How should you assess the risks of manual lifting? One solution that we have previously reported on is the Ergonomics Toolbox from the Materials Handling Industry of America (Hoist 28, p23). An alternative method has now been produce by the UK government’s Health & Safety Executive (HSE). The HSE has launched a flowchart scheme to assess the risks of manual lifting operations. Like the Ergonomics Toolbox, it aims to highlight high-risk procedures, and so might help companies establish when manual lifting procedures will need to be replaced with a crane. Called the manual handling assessment chart (MAC), it grades risk in terms of colours ­ ranging from green on the safe end to purple on the risky end ­ and in a cumulative numerical score. The higher the number, the higher the risk.

“The MAC allows you to ‘score’ an assessment which means you can rank individual assessments, decide which are the greatest risks and take action on these first,” says Graham Reeves, occupational hygienist with British Petroleum’s HSE Group Resource, who helped develop the tool.

On a page of Q&A about the document at www.hse.gov.uk/msd/mac, the HSE says that it developed the document to fit within its own regulatory regime. “Musculoskeletal risks do not fit easily within HSE’s Enforcement Management Model [EMM] framework, which makes it difficult to apply the EMM to the assessment of MSDs. This is due, in part, to a lack of clearly defined exposure-response relationships,” it says.

“It is very difficult to grade which actions will be a serious risk of injury because of individual differences,” HSE senior scientific officer Chris Quarrie tells Hoist.

The website goes on to explain: “HSE has developed the MAC as an alternative means to help inspectors identify and assess high risk manual handling activities and take the necessary actions to secure compliance. Although no more scientifically robust, it is believed to be a user friendly assessment tool better able to serve the principles of the EMM framework.” The tool is based on research published in scientific journal Ergonomics by Stover Snook and Vincent Ciriello in 1991.
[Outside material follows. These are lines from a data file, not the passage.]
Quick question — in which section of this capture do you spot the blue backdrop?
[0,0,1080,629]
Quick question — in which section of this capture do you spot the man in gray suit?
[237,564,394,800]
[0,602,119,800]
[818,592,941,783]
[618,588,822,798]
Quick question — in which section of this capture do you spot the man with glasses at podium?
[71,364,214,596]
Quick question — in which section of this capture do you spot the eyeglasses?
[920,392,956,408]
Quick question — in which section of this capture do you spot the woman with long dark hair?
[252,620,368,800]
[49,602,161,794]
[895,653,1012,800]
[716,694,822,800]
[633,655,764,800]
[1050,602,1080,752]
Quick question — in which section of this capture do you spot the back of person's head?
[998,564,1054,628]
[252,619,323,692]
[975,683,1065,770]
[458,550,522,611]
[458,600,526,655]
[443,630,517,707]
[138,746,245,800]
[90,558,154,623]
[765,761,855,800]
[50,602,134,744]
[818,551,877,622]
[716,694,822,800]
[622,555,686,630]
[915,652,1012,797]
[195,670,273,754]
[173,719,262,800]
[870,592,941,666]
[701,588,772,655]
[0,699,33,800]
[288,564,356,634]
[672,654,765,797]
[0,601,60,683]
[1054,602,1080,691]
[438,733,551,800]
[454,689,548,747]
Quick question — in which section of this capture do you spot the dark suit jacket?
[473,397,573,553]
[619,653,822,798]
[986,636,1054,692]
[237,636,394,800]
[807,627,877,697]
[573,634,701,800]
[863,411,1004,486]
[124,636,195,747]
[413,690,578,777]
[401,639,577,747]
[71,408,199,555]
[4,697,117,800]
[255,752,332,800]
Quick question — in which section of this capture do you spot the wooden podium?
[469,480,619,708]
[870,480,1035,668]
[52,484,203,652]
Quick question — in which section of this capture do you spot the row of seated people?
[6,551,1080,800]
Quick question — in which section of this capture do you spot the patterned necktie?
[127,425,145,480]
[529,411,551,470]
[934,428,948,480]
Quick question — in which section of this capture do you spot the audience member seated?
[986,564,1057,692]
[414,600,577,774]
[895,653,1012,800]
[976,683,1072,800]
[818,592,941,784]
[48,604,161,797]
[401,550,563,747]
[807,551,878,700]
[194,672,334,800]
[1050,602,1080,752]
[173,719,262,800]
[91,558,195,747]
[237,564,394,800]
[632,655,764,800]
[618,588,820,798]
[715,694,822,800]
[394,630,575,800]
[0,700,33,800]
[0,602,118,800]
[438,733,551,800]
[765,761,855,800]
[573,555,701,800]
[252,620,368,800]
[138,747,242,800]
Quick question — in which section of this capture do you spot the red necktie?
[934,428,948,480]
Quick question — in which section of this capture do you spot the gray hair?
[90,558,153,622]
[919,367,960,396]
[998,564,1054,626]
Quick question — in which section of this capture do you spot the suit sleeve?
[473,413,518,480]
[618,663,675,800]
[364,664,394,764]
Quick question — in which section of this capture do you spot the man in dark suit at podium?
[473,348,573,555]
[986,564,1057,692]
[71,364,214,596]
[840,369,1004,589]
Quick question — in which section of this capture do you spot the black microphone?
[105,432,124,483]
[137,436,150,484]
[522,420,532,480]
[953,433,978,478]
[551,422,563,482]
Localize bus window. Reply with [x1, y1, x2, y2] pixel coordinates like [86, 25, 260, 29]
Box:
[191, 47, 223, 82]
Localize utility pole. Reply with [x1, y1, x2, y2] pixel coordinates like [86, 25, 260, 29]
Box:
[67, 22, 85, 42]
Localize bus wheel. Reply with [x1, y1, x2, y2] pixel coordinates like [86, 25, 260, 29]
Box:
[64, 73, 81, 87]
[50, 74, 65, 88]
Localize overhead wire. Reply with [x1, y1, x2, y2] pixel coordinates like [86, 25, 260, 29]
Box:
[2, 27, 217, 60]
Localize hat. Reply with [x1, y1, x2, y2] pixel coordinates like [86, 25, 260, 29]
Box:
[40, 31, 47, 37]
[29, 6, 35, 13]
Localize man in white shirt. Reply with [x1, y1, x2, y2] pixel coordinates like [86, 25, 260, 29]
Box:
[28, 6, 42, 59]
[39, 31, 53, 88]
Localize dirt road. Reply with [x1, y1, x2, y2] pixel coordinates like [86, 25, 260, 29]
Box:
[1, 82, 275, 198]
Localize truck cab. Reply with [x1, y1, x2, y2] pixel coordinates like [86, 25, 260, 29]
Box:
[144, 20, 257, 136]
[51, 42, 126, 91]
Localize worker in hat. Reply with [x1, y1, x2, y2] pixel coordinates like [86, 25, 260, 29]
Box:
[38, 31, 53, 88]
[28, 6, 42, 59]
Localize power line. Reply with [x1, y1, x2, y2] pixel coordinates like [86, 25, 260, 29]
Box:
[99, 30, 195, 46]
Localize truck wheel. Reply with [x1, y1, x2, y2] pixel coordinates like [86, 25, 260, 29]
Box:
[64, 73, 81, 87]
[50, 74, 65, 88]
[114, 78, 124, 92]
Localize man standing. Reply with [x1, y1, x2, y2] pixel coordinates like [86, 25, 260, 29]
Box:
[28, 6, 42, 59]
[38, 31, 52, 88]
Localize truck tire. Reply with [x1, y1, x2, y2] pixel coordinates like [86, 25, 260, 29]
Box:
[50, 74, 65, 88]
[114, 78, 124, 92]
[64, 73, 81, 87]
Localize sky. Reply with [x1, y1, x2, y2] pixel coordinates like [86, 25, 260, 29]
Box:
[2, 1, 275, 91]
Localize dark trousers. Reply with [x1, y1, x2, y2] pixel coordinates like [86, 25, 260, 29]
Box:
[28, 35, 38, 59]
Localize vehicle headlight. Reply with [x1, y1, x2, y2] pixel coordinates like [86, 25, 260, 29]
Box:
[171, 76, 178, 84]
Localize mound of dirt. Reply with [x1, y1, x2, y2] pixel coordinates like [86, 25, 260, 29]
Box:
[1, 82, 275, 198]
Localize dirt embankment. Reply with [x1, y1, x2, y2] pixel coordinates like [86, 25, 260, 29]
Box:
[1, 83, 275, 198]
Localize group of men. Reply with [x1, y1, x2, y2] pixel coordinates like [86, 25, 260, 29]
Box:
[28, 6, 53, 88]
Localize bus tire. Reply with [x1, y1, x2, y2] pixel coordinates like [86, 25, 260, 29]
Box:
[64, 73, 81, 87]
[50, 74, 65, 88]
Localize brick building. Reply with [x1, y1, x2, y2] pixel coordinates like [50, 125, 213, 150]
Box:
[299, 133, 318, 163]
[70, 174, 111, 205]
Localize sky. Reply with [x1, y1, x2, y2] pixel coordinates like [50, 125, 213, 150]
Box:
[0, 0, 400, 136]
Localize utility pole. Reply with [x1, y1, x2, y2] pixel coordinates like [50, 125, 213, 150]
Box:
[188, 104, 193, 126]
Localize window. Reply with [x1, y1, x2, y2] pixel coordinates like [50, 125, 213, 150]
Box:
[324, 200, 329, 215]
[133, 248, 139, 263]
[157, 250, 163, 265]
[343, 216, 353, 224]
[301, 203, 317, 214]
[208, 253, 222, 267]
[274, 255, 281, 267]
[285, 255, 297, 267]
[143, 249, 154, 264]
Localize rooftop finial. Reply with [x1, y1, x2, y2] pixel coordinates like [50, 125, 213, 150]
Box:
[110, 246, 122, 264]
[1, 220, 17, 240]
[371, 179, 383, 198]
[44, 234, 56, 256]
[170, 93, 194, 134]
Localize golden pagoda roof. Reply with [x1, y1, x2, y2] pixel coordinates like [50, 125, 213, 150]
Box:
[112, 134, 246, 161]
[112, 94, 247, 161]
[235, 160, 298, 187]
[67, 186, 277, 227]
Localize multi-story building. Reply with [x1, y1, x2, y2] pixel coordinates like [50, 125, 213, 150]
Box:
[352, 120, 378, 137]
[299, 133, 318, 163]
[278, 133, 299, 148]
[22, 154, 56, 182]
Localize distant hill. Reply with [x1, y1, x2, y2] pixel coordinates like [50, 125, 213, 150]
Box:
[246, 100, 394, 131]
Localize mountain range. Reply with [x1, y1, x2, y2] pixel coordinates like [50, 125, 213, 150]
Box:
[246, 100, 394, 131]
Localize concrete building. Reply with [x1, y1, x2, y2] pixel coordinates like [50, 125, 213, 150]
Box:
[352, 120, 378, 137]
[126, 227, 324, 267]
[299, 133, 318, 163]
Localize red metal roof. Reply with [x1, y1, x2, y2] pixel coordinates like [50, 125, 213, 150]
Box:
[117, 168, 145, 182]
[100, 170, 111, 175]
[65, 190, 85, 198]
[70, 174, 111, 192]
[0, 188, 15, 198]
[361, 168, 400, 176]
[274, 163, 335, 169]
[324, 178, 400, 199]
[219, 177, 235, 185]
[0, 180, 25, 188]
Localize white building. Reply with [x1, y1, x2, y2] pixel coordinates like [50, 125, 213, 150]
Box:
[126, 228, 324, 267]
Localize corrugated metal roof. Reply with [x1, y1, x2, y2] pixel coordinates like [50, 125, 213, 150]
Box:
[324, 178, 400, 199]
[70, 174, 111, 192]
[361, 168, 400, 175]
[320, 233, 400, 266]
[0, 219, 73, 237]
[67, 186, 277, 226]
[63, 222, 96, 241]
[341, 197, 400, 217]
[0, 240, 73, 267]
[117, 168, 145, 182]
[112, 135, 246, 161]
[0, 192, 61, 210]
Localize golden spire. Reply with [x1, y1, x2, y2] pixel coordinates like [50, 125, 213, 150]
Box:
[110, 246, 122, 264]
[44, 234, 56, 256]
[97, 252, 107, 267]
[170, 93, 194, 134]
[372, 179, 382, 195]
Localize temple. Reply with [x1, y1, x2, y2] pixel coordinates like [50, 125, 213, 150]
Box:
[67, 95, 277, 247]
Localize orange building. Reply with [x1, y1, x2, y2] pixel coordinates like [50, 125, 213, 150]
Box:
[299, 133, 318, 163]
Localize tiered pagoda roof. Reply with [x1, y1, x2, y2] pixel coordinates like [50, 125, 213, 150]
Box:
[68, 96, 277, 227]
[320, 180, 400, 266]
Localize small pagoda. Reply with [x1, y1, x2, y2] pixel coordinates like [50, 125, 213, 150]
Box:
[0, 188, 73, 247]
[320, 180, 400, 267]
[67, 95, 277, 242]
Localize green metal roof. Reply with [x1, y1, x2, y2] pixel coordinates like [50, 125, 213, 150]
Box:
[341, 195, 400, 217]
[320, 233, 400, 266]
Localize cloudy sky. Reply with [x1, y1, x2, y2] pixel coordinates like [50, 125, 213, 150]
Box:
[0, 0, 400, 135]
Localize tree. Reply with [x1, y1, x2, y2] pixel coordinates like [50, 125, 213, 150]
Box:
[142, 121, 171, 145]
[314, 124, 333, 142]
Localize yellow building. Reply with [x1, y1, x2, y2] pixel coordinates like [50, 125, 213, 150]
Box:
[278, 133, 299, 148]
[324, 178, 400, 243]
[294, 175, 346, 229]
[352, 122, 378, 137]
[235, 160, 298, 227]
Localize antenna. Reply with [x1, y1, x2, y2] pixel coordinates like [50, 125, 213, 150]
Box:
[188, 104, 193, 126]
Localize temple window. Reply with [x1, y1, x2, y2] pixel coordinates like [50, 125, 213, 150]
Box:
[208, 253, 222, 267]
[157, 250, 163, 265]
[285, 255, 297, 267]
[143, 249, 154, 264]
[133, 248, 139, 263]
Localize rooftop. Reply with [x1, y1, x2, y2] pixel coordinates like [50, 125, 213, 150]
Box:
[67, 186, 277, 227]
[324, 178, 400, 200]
Elsewhere, the HSE argues that the MAC is not a complete risk assessment. A full risk assessment would also take into account an individual’s health problems or the need for special information and training. The documentation says that the user should also consider issues such as body size and individual competence specific to the individual doing the lifting, and the social and emotional aspects of the workplace, such as deadline pressure and the amount of control over the work or working methods. The HSE recommends that the MAC document should be used with the MAC should be used with the Manual Handling Operations Regulations 1992: guidance on regulations (L23). The se regulations are due for revision in the next six months, but the HSE said that the revision would not affect the MAC.